ECO Solidarity was initiated by the Polish Cultural Institute New York in partnership with WantedDesign and a group of European Union National Institutes for Culture (EUNIC) organizations to address the imperative need for human-centered design in response to humanitarian and public health crises by focusing on ecology, the climate emergency, public health, wellbeing in public spaces. 

The name of this initiative was inspired by the Solidarity (Polish: Solidarność) social and political movement which led to the collapse of the Soviet Union, setting the nations on a course toward democracy. The year 2020 marked the 40th anniversary of its formation. 


WantedDesign is a NYC-based platform dedicated to promoting design and fostering the international creative community throughout the year. Founded in New York City in 2011 by Odile Hainaut and Claire Pijoulat, WantedDesign has established itself as a constant and staunch supporter of U.S. and international design. Focusing on emerging and new ideas in design, its main trade event WantedDesign Manhattan was acquired by Emerald in 2019 and is now co-locating with ICFF at the Javits Center.

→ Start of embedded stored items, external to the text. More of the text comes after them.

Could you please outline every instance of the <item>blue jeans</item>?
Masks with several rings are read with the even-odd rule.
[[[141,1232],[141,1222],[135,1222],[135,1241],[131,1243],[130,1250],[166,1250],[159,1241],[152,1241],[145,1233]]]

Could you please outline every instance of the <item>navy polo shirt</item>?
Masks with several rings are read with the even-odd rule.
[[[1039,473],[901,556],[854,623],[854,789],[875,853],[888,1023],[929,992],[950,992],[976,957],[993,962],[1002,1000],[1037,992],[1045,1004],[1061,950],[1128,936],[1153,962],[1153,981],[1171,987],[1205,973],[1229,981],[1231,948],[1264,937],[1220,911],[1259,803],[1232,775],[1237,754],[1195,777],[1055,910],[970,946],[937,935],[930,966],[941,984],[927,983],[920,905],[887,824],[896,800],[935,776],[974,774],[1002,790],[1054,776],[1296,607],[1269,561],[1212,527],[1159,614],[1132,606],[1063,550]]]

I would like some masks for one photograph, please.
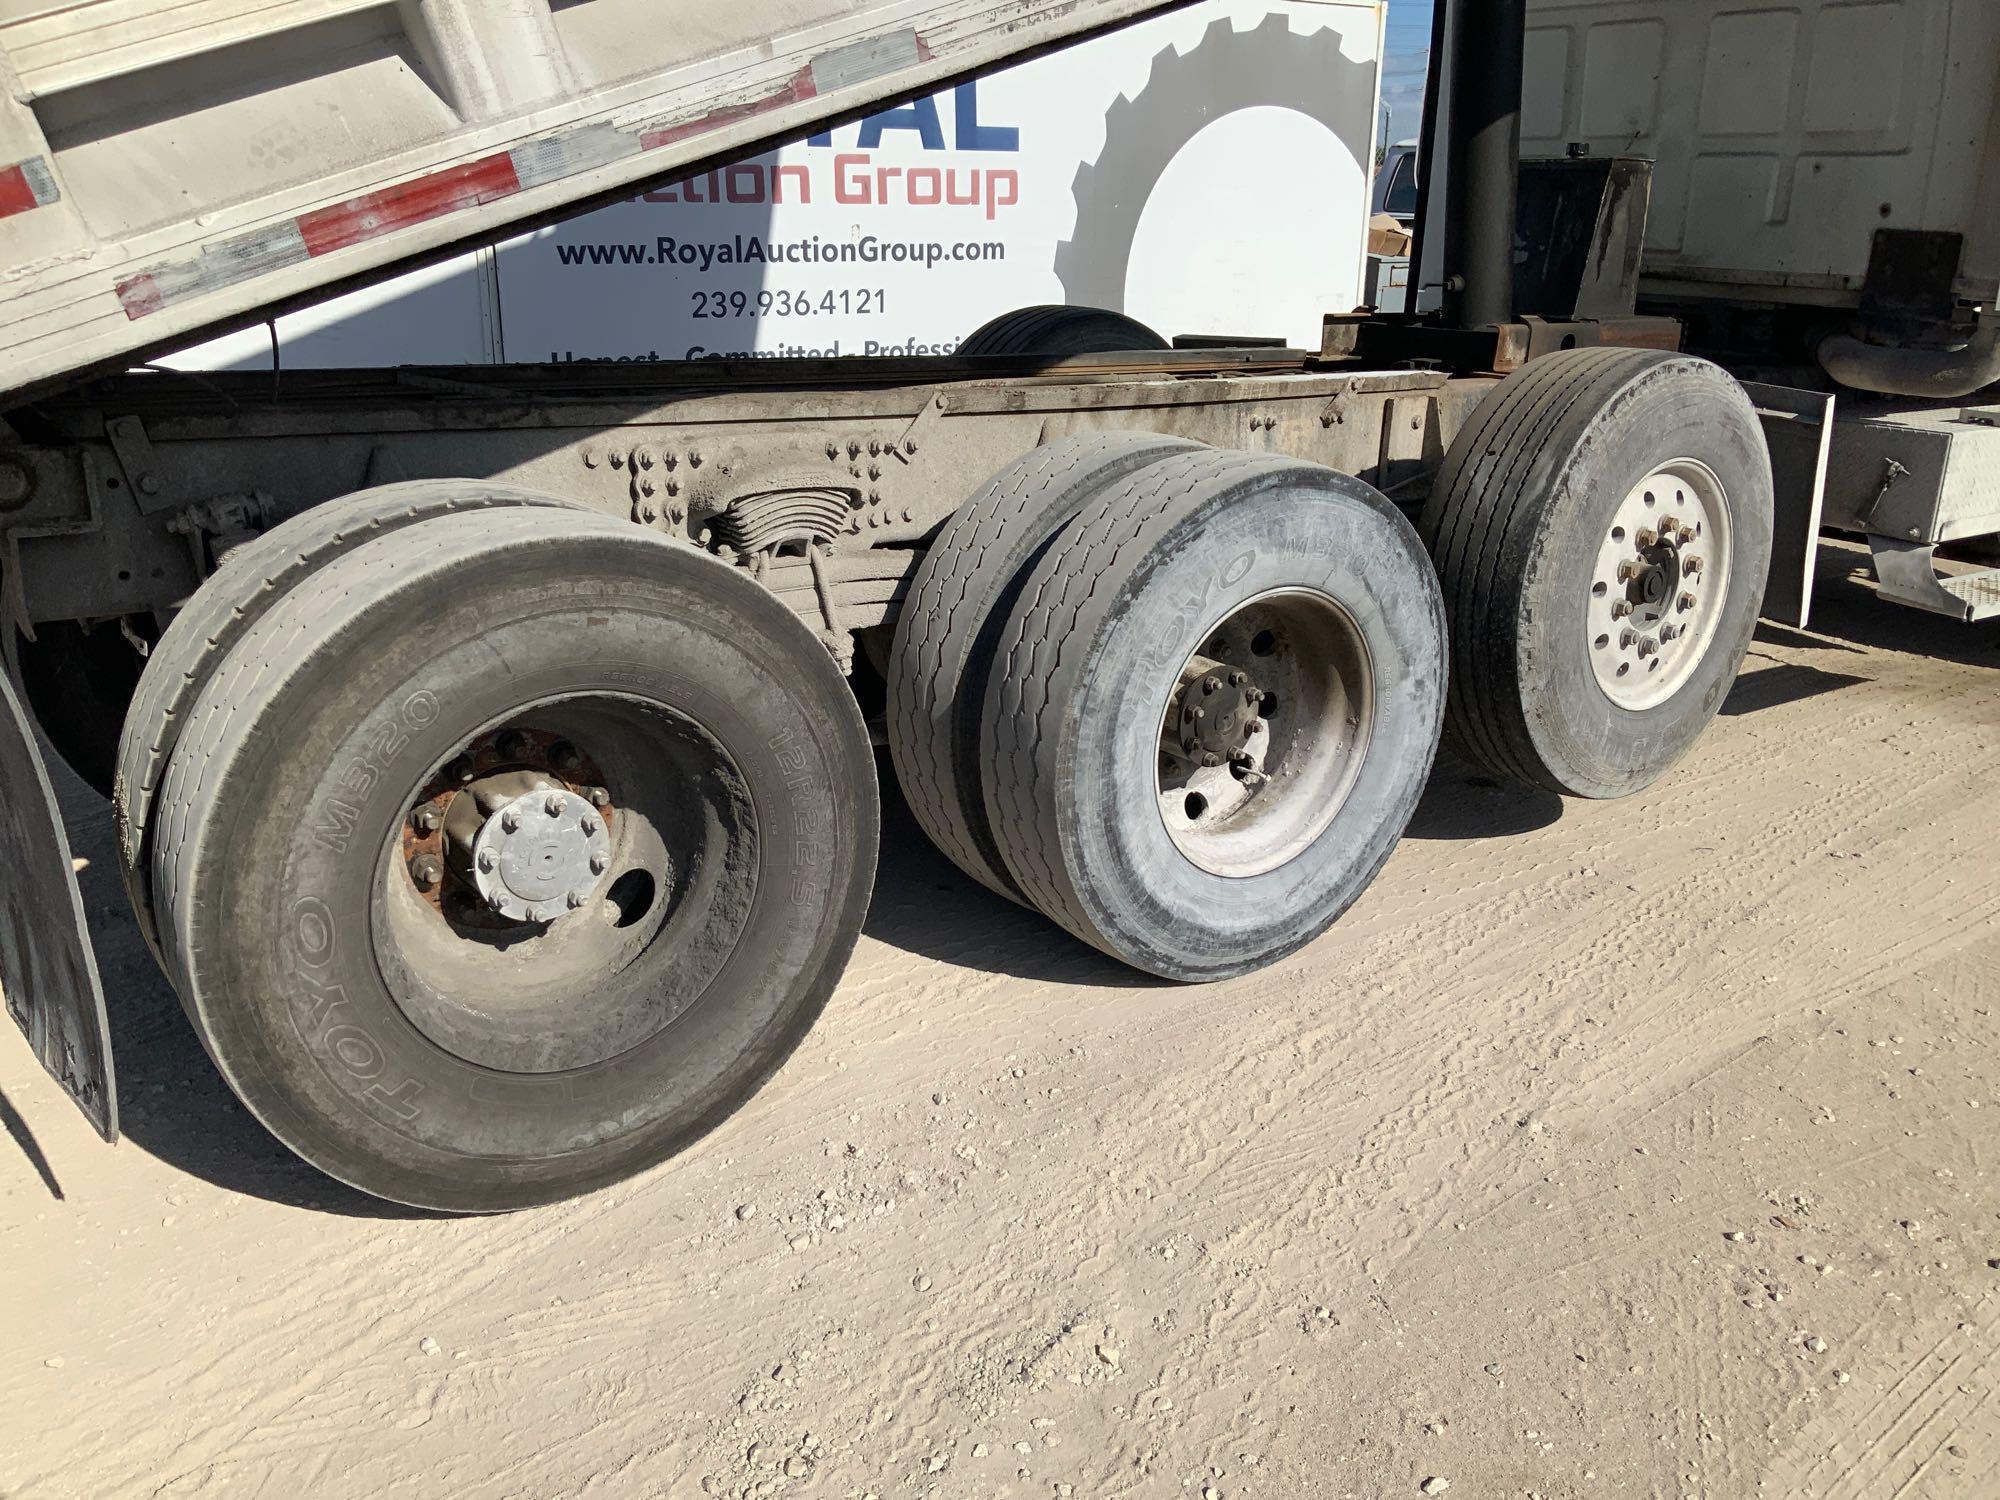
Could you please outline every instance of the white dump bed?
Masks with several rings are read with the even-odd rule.
[[[1176,0],[5,0],[0,395]]]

The International Contemporary Furniture Fair (ICFF) is where designers, retailers, developers, and architects converge to exchange inspiration and ignite a competitive drive for contemporary residential and commercial interiors. With a selection of both established and emerging designers, the ICFF delivers a selection of the globe’s finest, most creative, individual and original avant-garde products showcased in one venue. Exhibitors from 36 countries come to the ICFF each year to showcase the newest frontier of high-end, contemporary interiors.  

European Union National Institutes for Culture (EUNIC) is the European network of organizations engaging in cultural relations. Together with our partners, we bring to life European cultural collaboration in more than 100 countries worldwide with a network of 133 clusters, drawing on the broad experience of our members from all EU Member States and associate countries. EUNIC advocates a prominent role of culture in international relations and is a strategic partner of the EU, actively involved in the further definition of European cultural policy. EUNIC is a platform for knowledge sharing and for capacity building amongst its members and partners.